Animais que vivem em substrato áspero ou seco podem ter problemas se este substrato acidentalmente machucar a região bucal e gengival, seja na hora da alimentação, quando aderido ao alimento ou não. A escolha deste substrato deve ser repensada de forma a garantir mais segurança ao seu réptil, pis além de causar estragos na boca, a possibilidade de ingestão de um substrato pontiagudo pode lacerar órgãos internos de seu animal.
Agentes infecciosos, como fungos, vírus e bactérias também podem estar implicados nos processos de estomatite ulcerativa como causa primária. Nódulos e abscessos não são raros de serem encontrados e merecem uma atenção especial quando encontrados para que haja uma perfeita identificação de sua natureza, diagnóstico e tratamento eficaz.
Embora muitos possam não saber, existem vários casos de câncer em répteis, já documentados em literatura. Estes tumores podem aparecer na boca, causando uma impressão errônea quanto a sua possível causa, por isso a presença DE UM VETERINÁRIO ESPECIALIZADO É DE SUMA IMPORTÂNCA PARA UMA IDENTIFICAÇÃO RÁPIDA E CASO POSSÍVEL, UMA EXTRAÇÃO CIRÚRGICA DO REFERIDO TUMOR. Atenção ao se deparar com este tipo de problema, pois seu diagnóstico precoce pode significar a vida de seu animal ou sua perda.

Medidas preventivas

Diversas coisas podem ser feitas para evitar que este tipo de problema venha a acontecer, a simples compra de uma espécie nascida em cativeiro pode ser a chave de se evitar uma estomatite traumática ou ter que lidar rotineiramente com este problema. Quando a possibilidade é escassa e a oferta recai apenas sobre animais coletados, pode-se pensar na colocação de barreiras visuais na parte anterior do terrário e também em posicionamento de esconderijos, para onde o animal se dirija no caso de se sentir acuado. Dependendo do caso, estas barreiras podem ser provisórias ou permanentes, dependendo da espécie adquirida ou da sua habilidade de “amansar animais tidos como indomáveis”, conheço algumas feras no assunto.

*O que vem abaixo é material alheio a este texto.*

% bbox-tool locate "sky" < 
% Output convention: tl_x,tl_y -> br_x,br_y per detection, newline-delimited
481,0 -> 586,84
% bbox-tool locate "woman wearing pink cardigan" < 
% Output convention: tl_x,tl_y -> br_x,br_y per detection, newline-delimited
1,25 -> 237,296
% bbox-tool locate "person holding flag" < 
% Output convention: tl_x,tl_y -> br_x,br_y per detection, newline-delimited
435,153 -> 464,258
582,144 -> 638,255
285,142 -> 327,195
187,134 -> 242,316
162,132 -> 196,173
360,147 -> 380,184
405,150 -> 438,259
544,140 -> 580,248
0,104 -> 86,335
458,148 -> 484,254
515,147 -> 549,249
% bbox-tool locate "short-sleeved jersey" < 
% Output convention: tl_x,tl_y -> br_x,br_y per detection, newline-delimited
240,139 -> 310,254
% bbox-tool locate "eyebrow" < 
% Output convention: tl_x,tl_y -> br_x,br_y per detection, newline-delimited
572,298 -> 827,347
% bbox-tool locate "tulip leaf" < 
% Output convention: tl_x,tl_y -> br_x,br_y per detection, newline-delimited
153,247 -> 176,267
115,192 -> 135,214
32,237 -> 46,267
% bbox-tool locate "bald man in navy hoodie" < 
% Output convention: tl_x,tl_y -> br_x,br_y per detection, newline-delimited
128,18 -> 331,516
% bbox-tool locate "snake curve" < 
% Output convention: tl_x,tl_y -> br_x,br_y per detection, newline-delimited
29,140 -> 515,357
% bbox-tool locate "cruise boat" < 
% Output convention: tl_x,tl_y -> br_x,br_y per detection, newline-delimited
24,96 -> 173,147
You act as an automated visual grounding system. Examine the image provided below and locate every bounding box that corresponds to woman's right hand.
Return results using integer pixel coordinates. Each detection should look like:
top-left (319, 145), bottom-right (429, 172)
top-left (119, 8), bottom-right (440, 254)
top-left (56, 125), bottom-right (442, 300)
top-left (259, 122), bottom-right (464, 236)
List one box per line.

A informação prévia quanto à biologia e comportamento em cativeiro dos animais que serão adquiridos também é válida para evitar combates por território, presas ou fêmeas. Determinadas espécies definitivamente não se dão com outros machos em momento algum de suas vidas, a não ser quando ainda não atingiram a maturidade sexual.
A escolha de substratos, tampas com tela de nylon ou similar e demais artefatos de abrigo e ambientação podem evitar problemas de traumas bucais/ gengivais. Vale a pesquisa antes de adquirir seu réptil. 
Medidas de higiene no terrário e em seu animal são de vital importância para uma correta manutenção em cativeiro de qualquer espécie. Consultas semestrais para exames clínicos e laboratoriais devem ser feitas rotineiramente de forma que se possam detectar problemas antes deles virem a se constituir em “reais problemas” para você.
Conte sempre com a ajuda de um veterinário especializado para que as coisas possam se resolver a contento. Só existem duas formas de se tentar resolver um problema, á despeito dos meios utilizados: a certa e a errada. Independente de outros fatores, serviços de qualidade costumam ter custos mais altos, mas costumam ter uma eficácia maior que os de baixa qualidade. Medicina boa não é barata, e medicina barata não é boa, pelo menos se você procura qualidade em serviços e satisfação no final.